WASHINGTON (CN) - Environmentalists blasted regulators for approving a proposed rule that will let the U.S. Navy harm more than 31 million marine mammals from 2014 to 2019.

Set to be published Thursday, the proposed National Marine Fisheries Service (NMFS) rule comes in response to the Navy's request to conduct testing and training exercises that will lead to the incidental injury or death of whales and dolphins.

The Natural Resources Defense Council said the plan covers the Atlantic coast, the Gulf of Mexico, and waters off of Southern California and Hawaii.

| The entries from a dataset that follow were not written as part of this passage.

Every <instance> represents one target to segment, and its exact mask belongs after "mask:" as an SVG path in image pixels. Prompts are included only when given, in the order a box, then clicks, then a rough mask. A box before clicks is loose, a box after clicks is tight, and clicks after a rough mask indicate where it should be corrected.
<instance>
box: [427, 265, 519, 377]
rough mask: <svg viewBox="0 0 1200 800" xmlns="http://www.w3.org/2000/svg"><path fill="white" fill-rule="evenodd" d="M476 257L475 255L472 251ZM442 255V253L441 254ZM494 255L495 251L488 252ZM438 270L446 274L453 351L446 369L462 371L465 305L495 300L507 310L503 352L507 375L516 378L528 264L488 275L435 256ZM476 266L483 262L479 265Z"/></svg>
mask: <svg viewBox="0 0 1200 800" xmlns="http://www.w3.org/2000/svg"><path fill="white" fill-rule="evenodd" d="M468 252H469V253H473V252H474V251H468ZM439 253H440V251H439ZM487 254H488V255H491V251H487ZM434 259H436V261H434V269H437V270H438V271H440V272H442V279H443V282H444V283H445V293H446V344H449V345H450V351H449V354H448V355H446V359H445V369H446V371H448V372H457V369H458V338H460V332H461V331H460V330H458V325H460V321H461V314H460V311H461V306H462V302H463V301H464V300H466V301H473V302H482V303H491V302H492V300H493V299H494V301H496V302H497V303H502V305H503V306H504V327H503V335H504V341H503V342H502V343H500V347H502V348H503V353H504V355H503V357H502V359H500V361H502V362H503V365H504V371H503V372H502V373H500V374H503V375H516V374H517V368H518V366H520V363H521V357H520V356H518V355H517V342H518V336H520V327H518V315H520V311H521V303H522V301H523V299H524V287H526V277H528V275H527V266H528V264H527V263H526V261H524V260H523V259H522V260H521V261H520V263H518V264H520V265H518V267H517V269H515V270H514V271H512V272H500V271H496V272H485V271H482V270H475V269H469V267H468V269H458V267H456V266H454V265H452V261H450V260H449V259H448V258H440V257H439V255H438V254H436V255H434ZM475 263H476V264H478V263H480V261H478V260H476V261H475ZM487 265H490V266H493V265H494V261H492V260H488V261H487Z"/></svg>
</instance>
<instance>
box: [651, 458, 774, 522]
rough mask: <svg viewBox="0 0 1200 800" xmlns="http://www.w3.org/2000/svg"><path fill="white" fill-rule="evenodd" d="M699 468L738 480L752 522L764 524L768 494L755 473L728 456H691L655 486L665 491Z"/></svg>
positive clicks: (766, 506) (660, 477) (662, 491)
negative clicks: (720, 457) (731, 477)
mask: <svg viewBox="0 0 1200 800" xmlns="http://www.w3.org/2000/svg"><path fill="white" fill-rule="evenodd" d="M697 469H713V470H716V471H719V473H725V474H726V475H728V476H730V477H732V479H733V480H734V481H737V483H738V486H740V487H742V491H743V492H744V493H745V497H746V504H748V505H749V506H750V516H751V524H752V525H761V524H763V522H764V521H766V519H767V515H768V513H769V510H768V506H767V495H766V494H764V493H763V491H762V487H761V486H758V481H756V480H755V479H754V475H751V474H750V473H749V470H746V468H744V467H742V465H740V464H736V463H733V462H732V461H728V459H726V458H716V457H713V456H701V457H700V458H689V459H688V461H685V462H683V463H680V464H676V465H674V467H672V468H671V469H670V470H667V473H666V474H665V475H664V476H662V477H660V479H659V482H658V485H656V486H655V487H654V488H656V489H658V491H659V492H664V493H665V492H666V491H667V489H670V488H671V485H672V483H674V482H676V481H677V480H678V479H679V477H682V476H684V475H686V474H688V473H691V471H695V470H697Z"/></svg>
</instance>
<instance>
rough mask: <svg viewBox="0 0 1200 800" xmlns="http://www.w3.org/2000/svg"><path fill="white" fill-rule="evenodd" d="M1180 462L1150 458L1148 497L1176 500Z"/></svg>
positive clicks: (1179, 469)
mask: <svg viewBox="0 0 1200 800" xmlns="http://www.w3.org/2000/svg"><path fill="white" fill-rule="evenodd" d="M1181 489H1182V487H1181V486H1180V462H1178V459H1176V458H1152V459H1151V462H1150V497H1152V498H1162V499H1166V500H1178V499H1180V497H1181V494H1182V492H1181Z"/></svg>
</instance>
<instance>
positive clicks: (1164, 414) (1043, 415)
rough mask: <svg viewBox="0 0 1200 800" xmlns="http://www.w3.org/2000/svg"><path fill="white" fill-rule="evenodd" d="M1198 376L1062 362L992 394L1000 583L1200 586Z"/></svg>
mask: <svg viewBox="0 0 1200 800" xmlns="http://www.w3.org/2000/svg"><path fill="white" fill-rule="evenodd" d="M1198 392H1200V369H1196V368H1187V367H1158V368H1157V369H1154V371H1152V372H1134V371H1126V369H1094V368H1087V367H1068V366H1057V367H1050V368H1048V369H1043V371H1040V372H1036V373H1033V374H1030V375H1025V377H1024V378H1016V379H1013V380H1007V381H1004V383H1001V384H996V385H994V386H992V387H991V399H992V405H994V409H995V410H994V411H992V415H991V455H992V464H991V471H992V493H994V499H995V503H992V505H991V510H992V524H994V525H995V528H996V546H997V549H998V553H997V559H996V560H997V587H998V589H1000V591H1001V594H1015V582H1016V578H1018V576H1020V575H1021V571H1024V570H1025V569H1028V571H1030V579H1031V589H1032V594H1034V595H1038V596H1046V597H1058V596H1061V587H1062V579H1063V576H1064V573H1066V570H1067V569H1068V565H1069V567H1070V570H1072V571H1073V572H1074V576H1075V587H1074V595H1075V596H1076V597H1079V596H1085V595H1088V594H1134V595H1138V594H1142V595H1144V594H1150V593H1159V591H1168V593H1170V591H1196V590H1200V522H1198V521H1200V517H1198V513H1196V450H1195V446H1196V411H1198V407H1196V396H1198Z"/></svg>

Ultimately the incidental take, as it is named in the regulation, will include 31 million marine mammals, an increase of 200 percent compared with the Navy's past take requests, the group said.

"We're talking about a staggering and unprecedented amount of harm to more than 40 species of marine mammals that should give any federal agency involved, be it the Navy or the National Marine Fisheries Service, pause," NRDC attorney Zak Smith said in a statement.

"NMFS has been charged by Congress to protect these mammals, not sanction their deaths," he added. "Giving the Navy the green light to harm marine mammals 31 million times is completely counter to NMFS mission and common sense."

Incidental take spans a wide range of harms, including destruction of habitat, physical injury and death.

The proposed rule will result in millions of instances of temporary and permanent hearing loss to whales and dolphins, "and nearly 350 deaths from Navy explosions, vessels that strike marine mammals, and sonar exercises," the NRDC said.

In an NRDC blog post, Smith complained that the Navy has just one strategy to minimize harm to marine mammals: using lookouts to spot the animals "and then limit the use of sonar when they get too close."

This approach is "demonstrably ineffective and inadequate," Smith wrote in the entry, dated Oct. 5, 2012.

"It's ineffective because, as the Navy admits, lookouts on Navy ships only detect about 9 percent of whales and dolphins in the best of conditions," he added. "It's inadequate because the Navy's own analysis shows that some of the most severe impacts, such as permanent hearing loss, will occur well beyond the Navy's 'too close' zone. How else then does the Navy propose that the harm from its activities can be limited? It doesn't. Its analysis and application to NMFS fail to present decision makers with any alternatives or mitigation measures that would appreciably reduce the harm to whales and dolphins."

More than 550,000 people have signed a petition at Signon.org to put an end to the "killing and harassment of marine mammals by navy sonar," the NRDC said.

The public has until March 11, 2013, to make comments on the rule.